Election Software Executive Arrested on Suspicion of Theft

The top executive of an elections technology company that has been the focus of attention among election deniers was arrested by Los Angeles County officials in connection with an investigation into the possible theft of personal information about poll workers, the county said on Tuesday.

Eugene Yu, the founder and chief executive of Konnech, the technology company, was taken into custody on suspicion of theft, the Los Angeles County district attorney, George Gascón, said in a statement.

Konnech, which is based in Michigan, develops software to manage election logistics, like scheduling poll workers. Los Angeles County is among its customers.

The company has been accused by groups challenging the validity of the 2020 presidential election with storing information about poll workers on servers in China. The company has repeatedly denied keeping data outside the United States, including in recent statements to The New York Times.

Mr. Gascón’s office said its investigators had found data stored in China. Holding the data there would violate Konnech’s contract with the county.

The county released few other details about its investigation. But it said in its statement that the charges related only to data about poll workers — and that “the alleged conduct had no impact on the tabulation of votes and did not alter election results.”

“Data breaches are an ongoing threat to our digital way of life,” the district attorney’s office said in the statement. “When we entrust a company to hold our confidential data, they must be willing and able to protect our personal identifying information from theft. Otherwise, we are all victims.”

In a statement, a spokesman for Konnech said that the company was trying to learn the details “of what we believe to be Mr. Yu’s wrongful detention,” and that it stood by statements it made in a lawsuit against election deniers who had accused the company of wrongdoing.

“Any L.A. County poll worker data that Konnech may have possessed was provided to it by L.A. County and therefore could not have been ‘stolen’ as suggested,” the spokesman said.

The Los Angeles County district attorney’s office said in an emailed statement that it had cause to believe that personal information on election workers was “criminally mishandled.” It was seeking to extradite Mr. Yu, who lives in Michigan, to Los Angeles.

Konnech came under scrutiny this year by several election deniers, including a founder of True the Vote, a nonprofit that says it is devoted to uncovering election fraud. True the Vote said its team had downloaded personal information on 1.8 million American poll workers from a server owned by Konnech and hosted in China. It said it obtained the data by using the server’s default password, which it said was “password,” according to online accounts from people who attended a conference about voter fraud where the claims were made. The group provided no evidence that it had downloaded the data, saying that it had given the information to the Federal Bureau of Investigation.

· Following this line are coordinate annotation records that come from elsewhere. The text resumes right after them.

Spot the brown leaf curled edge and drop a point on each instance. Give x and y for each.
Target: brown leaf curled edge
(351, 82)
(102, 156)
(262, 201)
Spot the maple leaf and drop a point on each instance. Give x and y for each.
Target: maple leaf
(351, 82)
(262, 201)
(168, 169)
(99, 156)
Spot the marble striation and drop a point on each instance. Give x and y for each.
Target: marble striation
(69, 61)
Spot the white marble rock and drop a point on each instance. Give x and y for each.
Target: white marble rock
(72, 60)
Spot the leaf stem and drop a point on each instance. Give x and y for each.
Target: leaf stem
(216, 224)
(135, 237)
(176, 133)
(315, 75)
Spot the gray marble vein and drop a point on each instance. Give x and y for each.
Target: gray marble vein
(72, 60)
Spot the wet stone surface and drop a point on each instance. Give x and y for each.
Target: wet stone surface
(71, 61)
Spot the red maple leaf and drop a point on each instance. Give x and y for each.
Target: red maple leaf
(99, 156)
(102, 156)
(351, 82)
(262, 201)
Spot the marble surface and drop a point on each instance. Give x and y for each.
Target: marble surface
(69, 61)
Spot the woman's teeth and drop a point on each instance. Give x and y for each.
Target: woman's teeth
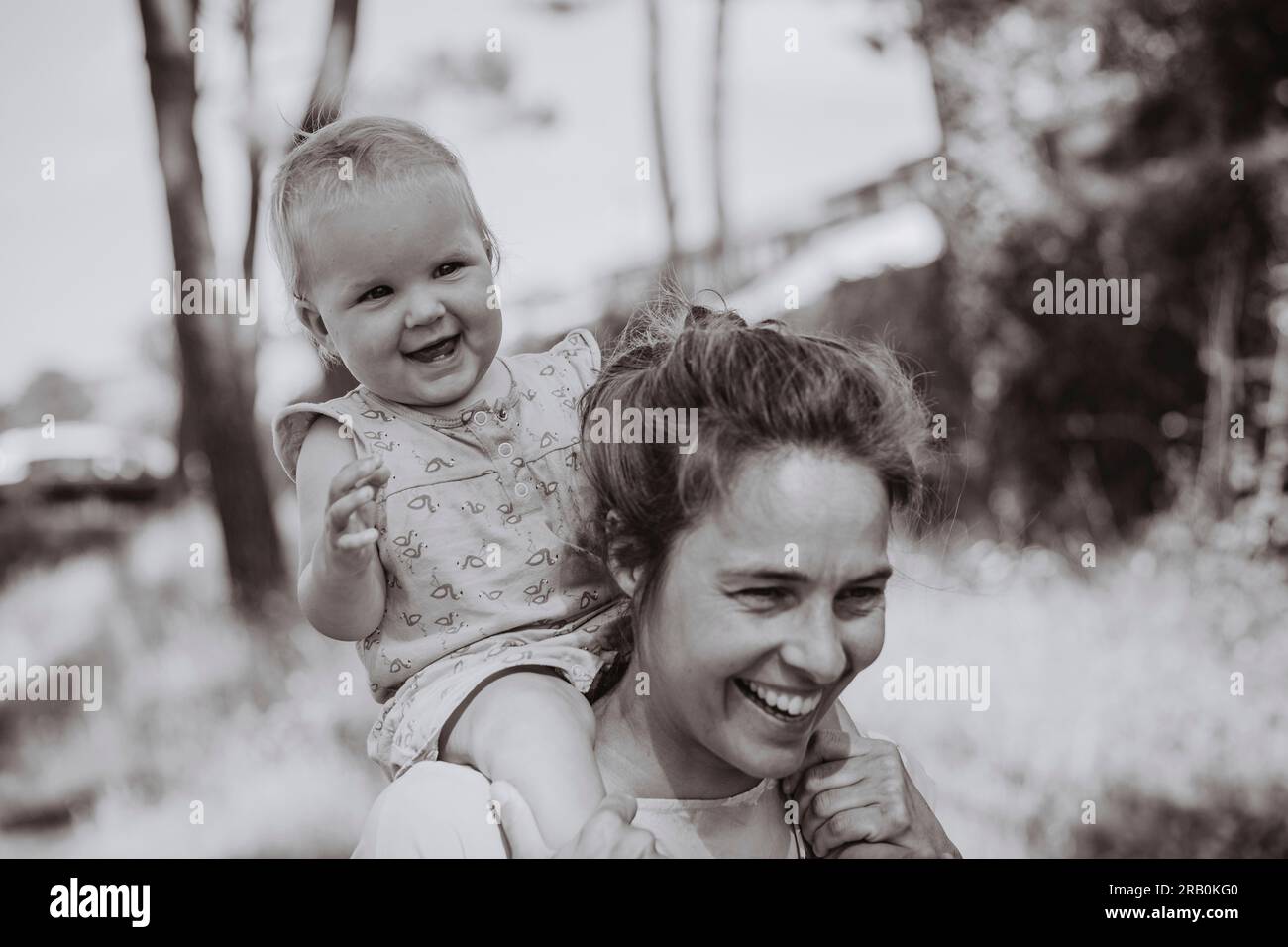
(790, 705)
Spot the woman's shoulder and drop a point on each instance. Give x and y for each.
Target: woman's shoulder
(433, 810)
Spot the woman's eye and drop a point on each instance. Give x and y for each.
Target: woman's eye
(862, 598)
(763, 596)
(375, 292)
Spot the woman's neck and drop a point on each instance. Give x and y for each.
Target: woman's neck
(647, 755)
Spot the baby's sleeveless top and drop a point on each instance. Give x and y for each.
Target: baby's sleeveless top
(478, 519)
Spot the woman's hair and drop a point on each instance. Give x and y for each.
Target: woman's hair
(756, 389)
(351, 158)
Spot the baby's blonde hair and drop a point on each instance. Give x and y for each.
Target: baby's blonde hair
(346, 158)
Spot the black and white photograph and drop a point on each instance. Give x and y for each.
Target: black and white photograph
(645, 429)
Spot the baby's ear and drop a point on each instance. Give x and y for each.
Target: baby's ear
(627, 578)
(312, 321)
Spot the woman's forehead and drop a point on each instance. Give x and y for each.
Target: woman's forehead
(829, 508)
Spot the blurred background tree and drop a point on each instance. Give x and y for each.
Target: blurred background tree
(1098, 138)
(217, 405)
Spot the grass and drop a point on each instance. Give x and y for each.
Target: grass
(1108, 684)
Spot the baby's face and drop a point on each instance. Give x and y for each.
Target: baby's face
(398, 286)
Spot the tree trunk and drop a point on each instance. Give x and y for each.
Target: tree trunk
(1274, 468)
(655, 88)
(334, 71)
(1219, 363)
(323, 108)
(717, 144)
(213, 393)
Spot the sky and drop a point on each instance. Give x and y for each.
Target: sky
(80, 252)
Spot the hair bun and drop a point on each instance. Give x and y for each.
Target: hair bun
(702, 317)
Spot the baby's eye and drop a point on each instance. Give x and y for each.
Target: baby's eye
(375, 292)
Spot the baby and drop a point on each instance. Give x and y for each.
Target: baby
(438, 497)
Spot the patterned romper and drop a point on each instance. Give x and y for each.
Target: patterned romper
(478, 541)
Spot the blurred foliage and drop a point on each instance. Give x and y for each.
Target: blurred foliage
(1115, 163)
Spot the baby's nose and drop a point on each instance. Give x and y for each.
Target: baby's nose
(424, 309)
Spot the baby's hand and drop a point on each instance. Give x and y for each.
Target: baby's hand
(349, 532)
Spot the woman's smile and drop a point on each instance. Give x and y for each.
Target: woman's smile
(785, 706)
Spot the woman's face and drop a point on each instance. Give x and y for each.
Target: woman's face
(768, 608)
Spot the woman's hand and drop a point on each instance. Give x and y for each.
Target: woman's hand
(606, 834)
(857, 800)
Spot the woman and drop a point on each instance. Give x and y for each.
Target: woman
(756, 569)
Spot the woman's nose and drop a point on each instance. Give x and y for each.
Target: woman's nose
(815, 647)
(423, 307)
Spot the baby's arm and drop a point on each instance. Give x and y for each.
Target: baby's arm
(342, 582)
(535, 731)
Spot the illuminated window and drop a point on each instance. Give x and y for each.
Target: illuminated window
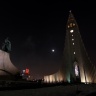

The claims quickly spread online, with some advocates raising concerns about China’s influence on America’s election system.

Claims about Konnech reached Dekalb County in Georgia, which was close to signing a contract with the company. The county’s Republican Party chairwoman, Marci McCarthy, raised concerns during a public comment period at the county’s elections board meeting on Sept. 8, questioning where the company stored and secured its data.

Konnech rebutted the claims, telling The New York Times that it had records on fewer than 240,000 workers at the time and that it had detected no data breach. Konnech owned a subsidiary in China that developed and tested software. The company said programmers there always used “dummy” test data. The subsidiary was closed in 2021.

Last month, Konnech sued True the Vote and Catherine Engelbrecht, its founder, as well as Gregg Phillips, an election denier who often works with the group. Konnech claimed the group had engaged in defamation, theft and a violation of the Computer Fraud and Abuse Act — which made it illegal to access a computer without authorization — among other charges.

The judge in the case granted Konnech’s request for an emergency restraining order, which required True the Vote to disclose who had allegedly gained access to Konnech’s data. True the Vote released the name in a sealed court filing.

“The organization is profoundly grateful to the Los Angeles district attorney’s office for their thorough work and rapid action in this matter,” the group said in a statement.

The Los Angeles district attorney’s office said it was unaware of True the Vote’s investigation and said it had no input on the county’s investigation.